(perforated lines--you can't resist 'em)

 (it's art!)
(yesterday) Saturday, July 22, 2000 (tomorrow)

 

1:51 a.m. I'm doing a whole artistic, moody thing here because (1) I've just finished watching Eyes Wide Shut and I have the urge to throw some shadows up and call them art; (2) if I do something very quickly here in this journal space, there will still be time to get back into the living room and watch the second movie we rented, Circuitry Man (don't ask); and (3) I'm seriously running low on photos.

The movie was haunting, and yes -- there were plenty of reasons not to like it, but plenty more reasons to keep on watching. If you're homesick for New York, of course, you'll love the street scenes. And I am and I did. If you like pretty settings, pretty clothes, and even a lot of breasts (all shapes, all sizes) -- well, there you go.

It seemed as if the pretty actors were semi-clothed and lovingly lit and arranged carefully in color-coordinated sets and then told to just start talking. There was a distinct feeling of expensive ad-libbing going on -- and Nicole is better at it than Tom, I'm sorry to say. Tom seemed lost in more ways then were called for in the script.

And I swear -- this isn't a movie review. Those are best left to the professionals. Instead, I just want to say that there was an awful lot of The Shining left over in this movie -- those moody slow spinning dancing scenes of a era long gone with a sad, tired swing band; those subservient servants with that air of menace.

I was out today for a little while taking pictures and now that I've been doing this journal for over a year, I know what I'm looking for and what I'm not. It's not that different from my writing, actually. There's always the light setting to worry about and to make a choice about.

The picture on this entry, for instance: It's a mistake. Oddly, it was a bright sunny day and the only reason, I guess, that the wall is so dark and the shadows so deep is because (1) the light coming in the windows was searingly bright and (2) I have a less-than sensitive digital camera and (3) I don't know how to use it.

Today I didn't take photos of urban ruin and the hopelessness of a broken down, humbled life on the street, although I could. Instead I took photos of the weed that blooms through some concrete slabs and the dancing daisies on a wall. Ruin is always ruined by one new tenacious bit of surging growth.

It's easy enough to be evocative -- but the peaches have suddenly turned so sweet that if you weren't a religious person before you bit in, you'd be one now. Really. It's as close as a fruit can come to kissing you back ...

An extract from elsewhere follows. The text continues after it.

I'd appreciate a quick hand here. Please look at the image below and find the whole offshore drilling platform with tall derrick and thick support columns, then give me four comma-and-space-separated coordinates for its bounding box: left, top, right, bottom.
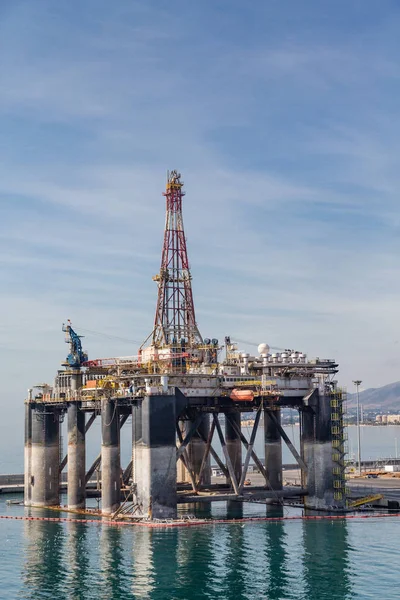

... there was a lot of kissing in Eyes Wide Shut, but it was pretty cold and yes, sort of cadaverous. The skin of many of the women looked green and clammy, but that could also be a result of our little (maybe 10-inch?) antique TV set. We've had it for as long as I can remember, and there's a round burned-out circle in the middle of the screen at all times.

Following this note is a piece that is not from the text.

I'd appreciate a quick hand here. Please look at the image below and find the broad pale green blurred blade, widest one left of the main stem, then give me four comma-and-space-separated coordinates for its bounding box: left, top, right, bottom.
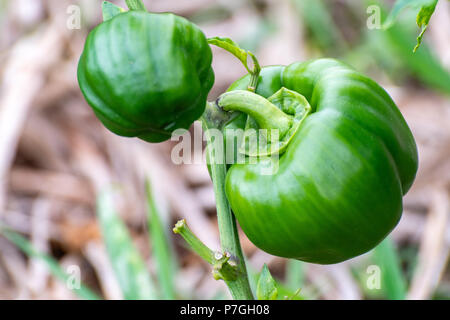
97, 190, 157, 300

Hey -- maybe the movie is actually bright and cheery. Maybe it's time for a new digital TV screen. We saw some in the big 24-hour electronics store and they're not as expensive as I thought they'd be. Our 11-year-old Sony has been broken for many months now and we've been too (1) lazy or (2) poor or (3) uninterested in getting it fixed.

But it could be affecting our TV watching enjoyment, and when you try to pack as much entertainment into the too-short weekend the way we do, every square inch and every rod of color is important. So maybe it's time to call in the TV repairman and get the dreaded estimate. Subtracting the estimate from the cost of a new DVD-TV will yield an interesting new nugget of information.

Cinema noir may take on a whole new light.